The EU and IMF are hammering out a deal to bail out the struggling Greek economy. Europe’s more fiscally prudent countries have been reluctant to lend to the spendthrift Greeks, but analysts warn that failure to act now could destabilise the euro. – The Guardian

ARTWORK: Canary in the four bedroom flat

Several months ago, our flatmate was always falling asleep the moment she sat down. We all would laugh at her hilarious narcolepsy. Then one day I smelt gas coming from our old and poorly-installed boiler.

We had a bad gas leak and had to call the National Gas Emergency Line.

Was it possible that our dear flatmate Katie’s constant, light comas had been her poor, weak body trying to warn us of the danger lurking in our shoddy house? Was her body also trying to warn us, through artful metaphor, of the impending Greek debt crisis, which was to hit just a month later, and itself hint at a poisonous sovereign debt time bomb for the EU as a whole, stemming from the financial crisis of 2008?

It seems likely.

I have made a very simple sculpture in tribute to the months of fatigue that Katie endured to try to help her housemates and Europe. This is an impression of the new boiler our landlord very reluctantly installed that eventually meant we finally had pressure in our shower head and I wasn’t kept awake all night by the boiler clanging when anyone flushed the toilet.

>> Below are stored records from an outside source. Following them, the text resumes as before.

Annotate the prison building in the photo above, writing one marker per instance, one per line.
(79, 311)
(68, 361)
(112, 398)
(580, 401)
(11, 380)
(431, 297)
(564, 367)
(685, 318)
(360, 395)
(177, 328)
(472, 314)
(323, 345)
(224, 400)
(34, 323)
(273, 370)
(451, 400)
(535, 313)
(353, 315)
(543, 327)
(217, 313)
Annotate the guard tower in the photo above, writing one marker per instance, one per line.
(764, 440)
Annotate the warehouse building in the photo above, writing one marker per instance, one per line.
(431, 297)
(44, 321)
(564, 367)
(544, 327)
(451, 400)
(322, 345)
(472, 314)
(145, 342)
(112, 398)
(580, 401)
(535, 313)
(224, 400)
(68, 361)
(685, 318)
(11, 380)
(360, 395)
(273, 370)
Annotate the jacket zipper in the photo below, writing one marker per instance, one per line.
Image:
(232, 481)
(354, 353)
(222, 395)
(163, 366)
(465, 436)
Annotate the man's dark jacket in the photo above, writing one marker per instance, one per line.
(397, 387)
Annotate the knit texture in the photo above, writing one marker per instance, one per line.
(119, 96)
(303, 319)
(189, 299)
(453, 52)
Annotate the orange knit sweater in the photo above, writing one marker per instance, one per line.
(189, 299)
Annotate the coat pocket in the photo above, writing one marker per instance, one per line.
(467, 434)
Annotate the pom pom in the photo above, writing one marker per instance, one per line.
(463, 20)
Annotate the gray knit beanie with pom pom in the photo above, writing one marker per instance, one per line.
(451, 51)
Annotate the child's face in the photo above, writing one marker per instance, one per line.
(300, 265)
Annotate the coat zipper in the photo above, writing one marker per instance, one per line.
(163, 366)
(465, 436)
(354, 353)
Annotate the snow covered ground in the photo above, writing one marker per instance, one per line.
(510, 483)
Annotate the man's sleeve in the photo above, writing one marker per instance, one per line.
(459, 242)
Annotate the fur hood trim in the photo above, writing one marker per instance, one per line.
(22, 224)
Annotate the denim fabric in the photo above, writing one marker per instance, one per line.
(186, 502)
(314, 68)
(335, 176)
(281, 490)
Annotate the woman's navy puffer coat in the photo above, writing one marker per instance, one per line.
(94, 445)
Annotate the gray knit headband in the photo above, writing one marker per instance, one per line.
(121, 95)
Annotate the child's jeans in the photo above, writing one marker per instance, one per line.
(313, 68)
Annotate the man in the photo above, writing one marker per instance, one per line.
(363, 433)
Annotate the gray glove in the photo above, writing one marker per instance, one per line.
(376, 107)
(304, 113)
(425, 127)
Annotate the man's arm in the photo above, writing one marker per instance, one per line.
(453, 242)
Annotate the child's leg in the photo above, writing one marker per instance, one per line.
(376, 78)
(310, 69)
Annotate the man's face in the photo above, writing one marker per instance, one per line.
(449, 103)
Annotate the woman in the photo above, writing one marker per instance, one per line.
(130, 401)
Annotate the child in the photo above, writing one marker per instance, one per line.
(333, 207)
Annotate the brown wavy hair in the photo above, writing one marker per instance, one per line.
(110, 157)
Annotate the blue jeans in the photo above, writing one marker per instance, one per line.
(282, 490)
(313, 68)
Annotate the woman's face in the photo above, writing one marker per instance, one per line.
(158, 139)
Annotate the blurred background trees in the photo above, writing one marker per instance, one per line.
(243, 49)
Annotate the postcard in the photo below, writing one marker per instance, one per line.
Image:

I pray for a similar outcome for the EU economy.


Thousands of travellers are facing continuing misery after the suspension of flights in and out of the UK was extended as the cloud of volcanic ash from Iceland spread across Europe. Many stranded passengers said the biggest pain came from ‘not knowing’.

Icelandic Ash Cloud

The agony these people were facing, as they wondered how long they would be stranded for, threw me back to a dark period in my life. In early January 2010  my online rental DVDs never arrived in the post. The pain I felt in not knowing what had happened to them was very reminiscent of what I see in this news story.

I made this sculpture out of fibreglass and plaster. I then set it up on a busy London street between King’s Cross and Angel. After a few hours, commuters began to deposit letters in it, not realising it was a piece of art rather than a functioning post box. After three days it was filled with letters. I then burnt the letters whilst reading aloud from old school report cards that were critical of me.

I have called the piece Disappointment.

It’s about the connection that exists between all humanity because we all face disappointment on a near daily basis, whether it be from our flight not taking off, a report card calling us ‘easily distracted’, a Harry Potter DVD not arriving that we weren’t even excited about to begin with or our letter never being posted because it was unknowingly put in a fake post box/art work.